I lavori – che saranno chiusi dall’assessore regionale alle Attività produttive Gian Carlo Muzzarelli – prevedono le relazioni introduttive saranno di Chiara Bentivogli (Banca d'Italia Emilia Romagna) che parlerà di Banche e imprese in Emilia-Romagna e Lea Zicchino (Prometeia), La crisi del debito sovrano e la capacità di erogazione del credito delle banche italiane.

A seguire tavola rotonda - coordinata dal giornalista Fabrizio Binacchi - con Luigi Odorici (Ad Banca Popolare Emilia Romagna), Luca Lorenzi (Responsabile Area Centro Nord Unicredit), Gabriele Cappellini (Ad Fondo Italiano D’investimento), Pietro Busnardo (Ad Fondo Gradiente Sgr), Cristina Gherpelli (vice presidente Confindustria Emilia Romagna), Stefano Bollettinari (coordinatore tavolo regionale imprenditoria) e Sergio Capatti (presidente Consorzio Unifidi).

Il Sostegno alle imprese tramite strumenti finanziari innovativi è anche la finalità del nuovo fondo di capitale di rischio, sostenuto con l’Attività II.1.3 del Programma Fesr è finanziato con 14 milioni di euro: 7 conferiti dalla Regione Emilia-Romagna e 7 da Zernike Meta Ventures, individuato come soggetto gestore.

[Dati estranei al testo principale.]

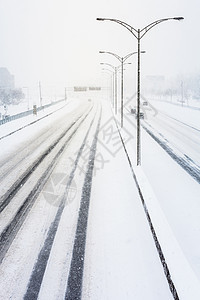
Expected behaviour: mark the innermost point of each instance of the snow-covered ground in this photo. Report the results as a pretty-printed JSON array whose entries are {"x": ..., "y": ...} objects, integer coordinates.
[{"x": 121, "y": 259}]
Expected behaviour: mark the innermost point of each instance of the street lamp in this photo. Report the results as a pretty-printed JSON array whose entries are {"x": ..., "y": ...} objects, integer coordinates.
[
  {"x": 113, "y": 81},
  {"x": 138, "y": 34},
  {"x": 115, "y": 71},
  {"x": 122, "y": 60}
]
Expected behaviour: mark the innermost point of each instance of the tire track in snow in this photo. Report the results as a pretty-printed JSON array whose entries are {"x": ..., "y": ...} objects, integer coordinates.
[
  {"x": 11, "y": 230},
  {"x": 74, "y": 284},
  {"x": 40, "y": 266}
]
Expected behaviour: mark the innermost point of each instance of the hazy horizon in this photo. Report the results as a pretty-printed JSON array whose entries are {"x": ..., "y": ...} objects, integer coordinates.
[{"x": 57, "y": 42}]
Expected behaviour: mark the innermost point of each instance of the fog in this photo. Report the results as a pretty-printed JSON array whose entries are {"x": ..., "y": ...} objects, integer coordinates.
[{"x": 57, "y": 42}]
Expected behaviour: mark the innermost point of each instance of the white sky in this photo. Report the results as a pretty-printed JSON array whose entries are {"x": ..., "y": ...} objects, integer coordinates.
[{"x": 57, "y": 41}]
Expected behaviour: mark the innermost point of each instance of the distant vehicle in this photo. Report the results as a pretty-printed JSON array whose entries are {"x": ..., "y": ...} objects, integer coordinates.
[
  {"x": 6, "y": 116},
  {"x": 141, "y": 115},
  {"x": 133, "y": 111}
]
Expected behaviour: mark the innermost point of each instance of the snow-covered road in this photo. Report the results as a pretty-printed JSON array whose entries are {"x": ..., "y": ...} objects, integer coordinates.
[{"x": 73, "y": 223}]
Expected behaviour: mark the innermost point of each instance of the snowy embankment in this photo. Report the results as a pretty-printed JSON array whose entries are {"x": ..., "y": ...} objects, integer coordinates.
[
  {"x": 172, "y": 199},
  {"x": 18, "y": 124}
]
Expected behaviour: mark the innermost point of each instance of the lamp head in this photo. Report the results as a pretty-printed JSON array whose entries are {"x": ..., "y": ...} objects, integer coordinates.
[{"x": 178, "y": 18}]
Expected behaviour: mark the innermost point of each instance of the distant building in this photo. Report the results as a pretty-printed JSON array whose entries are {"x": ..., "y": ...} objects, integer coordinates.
[{"x": 7, "y": 80}]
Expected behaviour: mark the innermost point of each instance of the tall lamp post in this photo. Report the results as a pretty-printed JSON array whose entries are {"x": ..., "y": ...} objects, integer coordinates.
[
  {"x": 113, "y": 81},
  {"x": 115, "y": 71},
  {"x": 122, "y": 60},
  {"x": 138, "y": 34}
]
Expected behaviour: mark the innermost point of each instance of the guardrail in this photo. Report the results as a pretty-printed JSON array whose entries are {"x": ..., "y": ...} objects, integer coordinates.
[{"x": 28, "y": 112}]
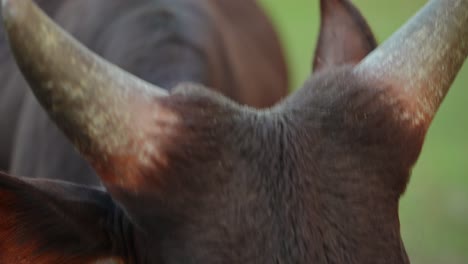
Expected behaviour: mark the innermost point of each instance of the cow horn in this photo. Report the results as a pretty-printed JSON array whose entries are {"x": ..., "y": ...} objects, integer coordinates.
[
  {"x": 99, "y": 106},
  {"x": 422, "y": 59}
]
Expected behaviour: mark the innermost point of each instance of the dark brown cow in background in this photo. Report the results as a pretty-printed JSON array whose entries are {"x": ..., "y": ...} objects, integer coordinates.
[
  {"x": 194, "y": 177},
  {"x": 227, "y": 45}
]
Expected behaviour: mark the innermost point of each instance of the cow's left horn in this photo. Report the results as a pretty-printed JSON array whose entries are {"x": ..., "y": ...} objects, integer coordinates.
[
  {"x": 100, "y": 107},
  {"x": 421, "y": 60}
]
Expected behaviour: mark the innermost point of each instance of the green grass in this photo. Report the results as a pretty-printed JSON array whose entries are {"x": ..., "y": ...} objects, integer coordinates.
[{"x": 434, "y": 210}]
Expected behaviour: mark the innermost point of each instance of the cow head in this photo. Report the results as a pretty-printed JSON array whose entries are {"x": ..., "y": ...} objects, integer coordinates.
[{"x": 192, "y": 177}]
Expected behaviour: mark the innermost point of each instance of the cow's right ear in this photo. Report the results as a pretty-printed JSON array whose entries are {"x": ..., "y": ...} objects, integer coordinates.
[
  {"x": 345, "y": 37},
  {"x": 54, "y": 222}
]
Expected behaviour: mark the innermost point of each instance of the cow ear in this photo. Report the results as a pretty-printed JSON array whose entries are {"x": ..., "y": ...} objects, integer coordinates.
[
  {"x": 55, "y": 222},
  {"x": 345, "y": 37}
]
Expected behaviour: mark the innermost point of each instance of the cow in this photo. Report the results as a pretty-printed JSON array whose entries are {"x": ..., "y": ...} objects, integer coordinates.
[
  {"x": 191, "y": 176},
  {"x": 230, "y": 46}
]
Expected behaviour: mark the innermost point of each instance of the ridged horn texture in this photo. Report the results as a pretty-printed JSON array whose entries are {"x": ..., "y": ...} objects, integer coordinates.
[
  {"x": 422, "y": 59},
  {"x": 94, "y": 102}
]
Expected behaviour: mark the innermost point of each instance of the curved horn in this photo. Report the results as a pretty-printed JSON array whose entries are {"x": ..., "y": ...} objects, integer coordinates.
[
  {"x": 101, "y": 108},
  {"x": 423, "y": 58}
]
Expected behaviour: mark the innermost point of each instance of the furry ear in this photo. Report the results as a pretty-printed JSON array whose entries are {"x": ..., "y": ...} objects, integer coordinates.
[
  {"x": 45, "y": 221},
  {"x": 345, "y": 37}
]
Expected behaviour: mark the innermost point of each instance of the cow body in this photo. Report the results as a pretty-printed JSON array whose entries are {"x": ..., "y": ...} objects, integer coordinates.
[
  {"x": 192, "y": 176},
  {"x": 163, "y": 42}
]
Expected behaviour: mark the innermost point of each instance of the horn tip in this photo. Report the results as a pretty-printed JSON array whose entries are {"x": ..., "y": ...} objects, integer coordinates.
[{"x": 13, "y": 9}]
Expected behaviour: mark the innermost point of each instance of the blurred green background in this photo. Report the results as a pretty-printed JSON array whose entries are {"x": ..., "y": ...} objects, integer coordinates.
[{"x": 434, "y": 210}]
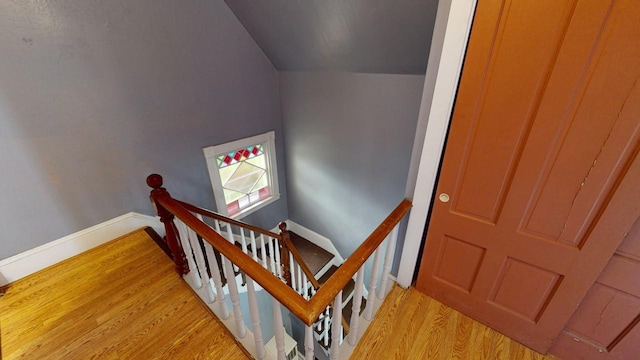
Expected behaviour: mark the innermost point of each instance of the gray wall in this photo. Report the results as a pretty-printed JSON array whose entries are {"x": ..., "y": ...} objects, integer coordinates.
[
  {"x": 348, "y": 140},
  {"x": 94, "y": 96}
]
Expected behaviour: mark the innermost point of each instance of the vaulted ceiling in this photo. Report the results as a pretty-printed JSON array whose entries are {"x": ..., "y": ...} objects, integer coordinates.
[{"x": 370, "y": 36}]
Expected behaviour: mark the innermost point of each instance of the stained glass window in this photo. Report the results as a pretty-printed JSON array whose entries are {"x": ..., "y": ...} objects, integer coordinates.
[{"x": 244, "y": 176}]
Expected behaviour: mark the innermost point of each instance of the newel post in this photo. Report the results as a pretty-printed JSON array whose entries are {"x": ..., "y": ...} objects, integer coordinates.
[
  {"x": 286, "y": 267},
  {"x": 155, "y": 181}
]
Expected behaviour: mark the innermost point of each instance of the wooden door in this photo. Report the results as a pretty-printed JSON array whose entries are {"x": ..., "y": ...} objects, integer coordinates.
[{"x": 540, "y": 177}]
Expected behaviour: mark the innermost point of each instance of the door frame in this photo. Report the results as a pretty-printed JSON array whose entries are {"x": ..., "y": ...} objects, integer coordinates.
[{"x": 448, "y": 48}]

La nuova iniziativa, Ingenium Por Fesr, vuole favorire lo start up di imprese innovative, in particolare di quelle che operano nei settori ad alta tecnologia (nate da spin off accademici, di ricerca e aziendali) e sostenere le strategie di sviluppo e di investimento innovativi delle imprese che garantiscano buone marginalità e prospettive di crescita, attraverso investimenti per la crescita e l’implementazione di programmi di sviluppo di imprese già esistenti. Il fondo potrà intervenire su tutto il territorio regionale, per singole tranche di investimento non superiori a 1 milione di euro sui 12 mesi per pmi destinataria.